In many cases, such as with CircleCI above, Codecov has internal methods of mapping paths, so the user is never even aware that paths are being modified in order to map coverage information to their project correctly. However, it is impossible for Codecov to do this for every CI and/or build scenario engineering teams may use.

How to Provide Path Fixes Manually

In the event that your files are failing to process, Codecov provides path fixing to allow engineering teams to manually map the file paths in their coverage reports to their project's git structure.

Teams can update a repo level codecov.yml to specify concretely:

- <files in coverage report>::<corresponding paths in git/hg project>

The path fixing options are as follows:

fixes:
  - "before/::after/"  # move path   e.g., "before/path" => "after/path"
  - "::after/"         # move root   e.g., "path/" => "after/path/"
  - "before/::"        # reduce root e.g., "before/path/" => "path/"

Regexp and glob pattern matching are allowed in the fixes:

fixes:
  - "before/test-*::after/"

The pattern above will move files in the following manner.

before/tests-apples/test.js => after/test.js
before/tests-oranges/test.js => after/test.js
before/app-apples/app.js => before/app-apples/app.js

As a concrete use case, using the CircleCI example above, Codecov provides the following path fix automatically for CircleCI users:

fixes:
   - "/home/circleci/::"

Default path fixing

Codecov performs a number of default path fixes for specific CI providers and situations where we will need to fix the path every single time. Comprehensive examples of the relevant regex below.

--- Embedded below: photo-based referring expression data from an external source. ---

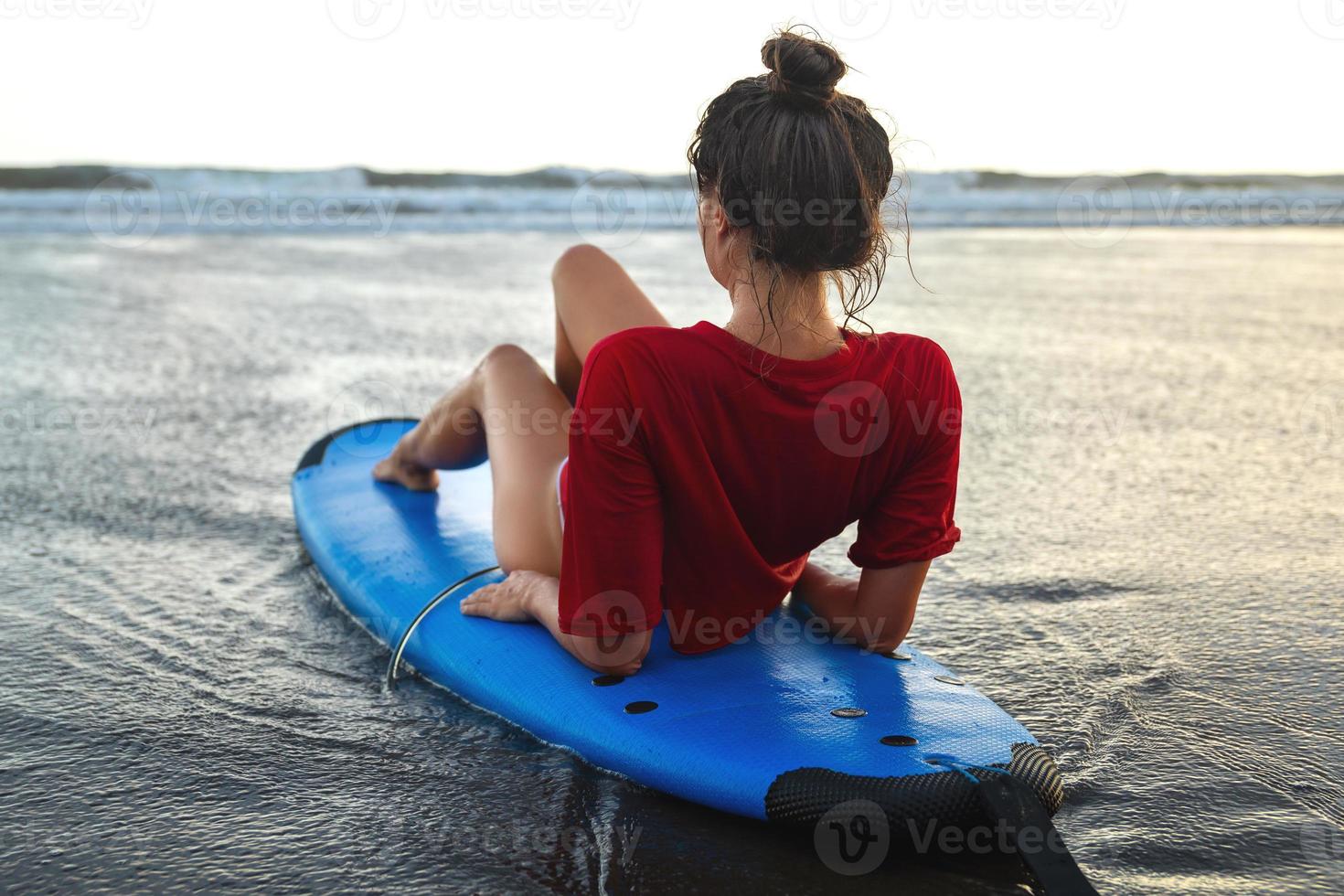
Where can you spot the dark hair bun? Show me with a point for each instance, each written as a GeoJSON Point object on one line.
{"type": "Point", "coordinates": [803, 69]}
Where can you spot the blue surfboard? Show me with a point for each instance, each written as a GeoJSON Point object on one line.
{"type": "Point", "coordinates": [780, 727]}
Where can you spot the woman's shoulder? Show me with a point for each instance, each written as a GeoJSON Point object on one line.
{"type": "Point", "coordinates": [909, 351]}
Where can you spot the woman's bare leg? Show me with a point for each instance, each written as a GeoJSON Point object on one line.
{"type": "Point", "coordinates": [509, 410]}
{"type": "Point", "coordinates": [594, 297]}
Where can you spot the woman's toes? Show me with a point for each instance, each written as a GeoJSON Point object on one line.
{"type": "Point", "coordinates": [413, 477]}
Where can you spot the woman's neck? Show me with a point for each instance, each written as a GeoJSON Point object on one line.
{"type": "Point", "coordinates": [798, 324]}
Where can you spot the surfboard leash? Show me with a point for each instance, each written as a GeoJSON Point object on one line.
{"type": "Point", "coordinates": [1017, 812]}
{"type": "Point", "coordinates": [406, 635]}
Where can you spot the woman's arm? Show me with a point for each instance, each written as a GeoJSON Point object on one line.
{"type": "Point", "coordinates": [874, 610]}
{"type": "Point", "coordinates": [532, 597]}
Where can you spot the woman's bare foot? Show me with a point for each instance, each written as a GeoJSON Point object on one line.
{"type": "Point", "coordinates": [400, 472]}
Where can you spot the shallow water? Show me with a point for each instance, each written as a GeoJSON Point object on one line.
{"type": "Point", "coordinates": [1151, 575]}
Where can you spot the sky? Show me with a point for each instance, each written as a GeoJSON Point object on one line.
{"type": "Point", "coordinates": [1040, 86]}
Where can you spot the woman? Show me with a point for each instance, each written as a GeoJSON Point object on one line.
{"type": "Point", "coordinates": [702, 465]}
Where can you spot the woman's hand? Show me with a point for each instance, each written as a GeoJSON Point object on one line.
{"type": "Point", "coordinates": [514, 600]}
{"type": "Point", "coordinates": [534, 597]}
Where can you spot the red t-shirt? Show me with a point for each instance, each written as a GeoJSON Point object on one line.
{"type": "Point", "coordinates": [702, 473]}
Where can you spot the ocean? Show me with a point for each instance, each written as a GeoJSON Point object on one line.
{"type": "Point", "coordinates": [1152, 504]}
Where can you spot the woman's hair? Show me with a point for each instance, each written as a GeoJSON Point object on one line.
{"type": "Point", "coordinates": [801, 166]}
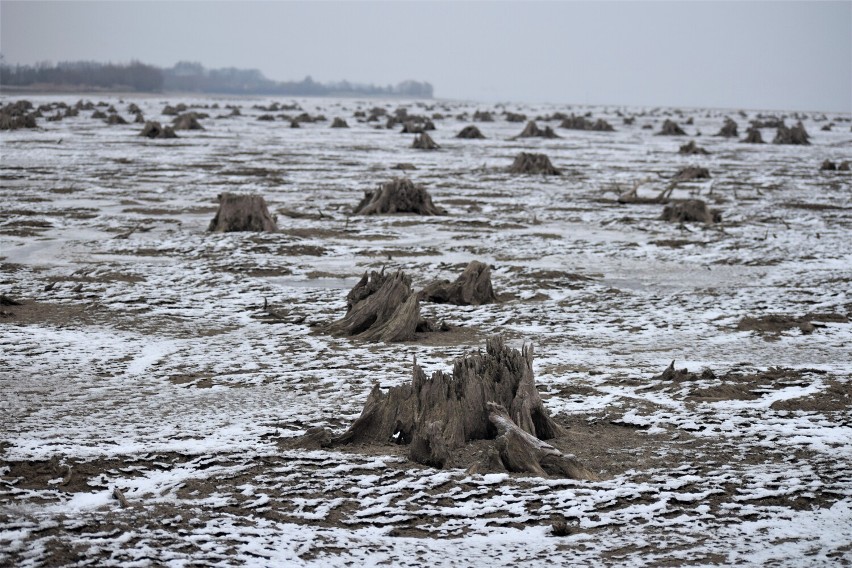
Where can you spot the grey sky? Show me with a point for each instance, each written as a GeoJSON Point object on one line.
{"type": "Point", "coordinates": [768, 55]}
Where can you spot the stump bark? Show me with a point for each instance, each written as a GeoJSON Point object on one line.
{"type": "Point", "coordinates": [490, 396]}
{"type": "Point", "coordinates": [423, 141]}
{"type": "Point", "coordinates": [399, 195]}
{"type": "Point", "coordinates": [753, 136]}
{"type": "Point", "coordinates": [470, 132]}
{"type": "Point", "coordinates": [154, 129]}
{"type": "Point", "coordinates": [671, 128]}
{"type": "Point", "coordinates": [691, 148]}
{"type": "Point", "coordinates": [690, 210]}
{"type": "Point", "coordinates": [794, 135]}
{"type": "Point", "coordinates": [527, 163]}
{"type": "Point", "coordinates": [531, 130]}
{"type": "Point", "coordinates": [471, 288]}
{"type": "Point", "coordinates": [242, 212]}
{"type": "Point", "coordinates": [381, 307]}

Rules that strip out the user specific portion of URLs:

"((home|Users)/travis/build/[^\/\n]+/[^\/\n]+/)"
TravisCI specific

"((home|Users)/jenkins/jobs/[^\/\n]+/workspace/)"
Jenkins specific

"(Users/distiller/[^\/\n]+/)"
CircleCI specific

"(home/[^\/\n]+/src/([^\/\n]+/){3})"
Golang specific

"((home|Users)/[^\/\n]+/workspace/[^\/\n]+/[^\/\n]+/)"
Jenkins specific


"(.*/jenkins/workspace/[^\/\n]+/)"
Jenkins specific rule not assuming a user or home path root

"((.+/src/)?github\.com/[^\/\n]+/[^\/\n]+/)"
Golang specific rule to strip out the github portion of a file path

"(\w:/Repos/[^\/\n]+/[^\/\n]+/)"
Windows specific rule to strip paths down to their repo root

"([\w:/]+projects/[^\/\n]+/)"

"(\w:/_build/GitHub/[^\/\n]+/)"

"(build/lib\.[^\/\n]+/)"

"(home/circleci/code/)"

"(home/circleci/repo/)"

"(vendor/src/.*)"

"(pipeline/source/)"

"(var/snap-ci/repo/)"

"(home/ubuntu/[^\/\n]+/)"

"(.*/site-packages/[^\/\n]+\.egg/)"
python3+

"(.*/site-packages/)"

"(usr/local/lib/[^\/\n]+/dist-packages/)"

"(.*/slather/spec/fixtures/[^\n]*)"

"(.*/target/generated-sources/[^\n]*)"

"(.*/\.phpenv/.*)"

"(.*/Debug-iphonesimulator/ReactiveCocoa\.build/DerivedSources/RA.*)"

"(usr/include/.*)"

"(.*/handlebars\.js/dist/.*)"

"(node_modules/.*)"

"(bower_components/.*)"

"(.*/lib/clang/.*)"

"(.*[\<\>].*)"

"(\w\:\/)"
E:/ C:/

"(.*/mac-coverage/build/src/.*)"

"(opt/.*/dist-packages/.*)"
opt/ros/indigo/lib/python2.7/dist-packages/...

"(.*/iPhoneSimulator.platform/Developer/SDKs/.*)"

"(Applications/Xcode\.app/Contents/Developer/Toolchains/.*)"

"((.*/)?\.?v?(irtual)?\.?envs?(-[^\/\n]+)?/.*/[^\/\n]+\.py$)"

"(Users/[^\/\n]+/Projects/.*/Pods/.*)"

"(Users/[^\/\n]+/Projects/[^\/\n]+/)"

"(home/[^\/\n]+/[^\/\n]+/[^\/\n]+/)"
/home/:user/:owner/:repo/

Disable default path fixing

To disable Codecov's built-in path fixing, you can add the following to your codecov.yml file.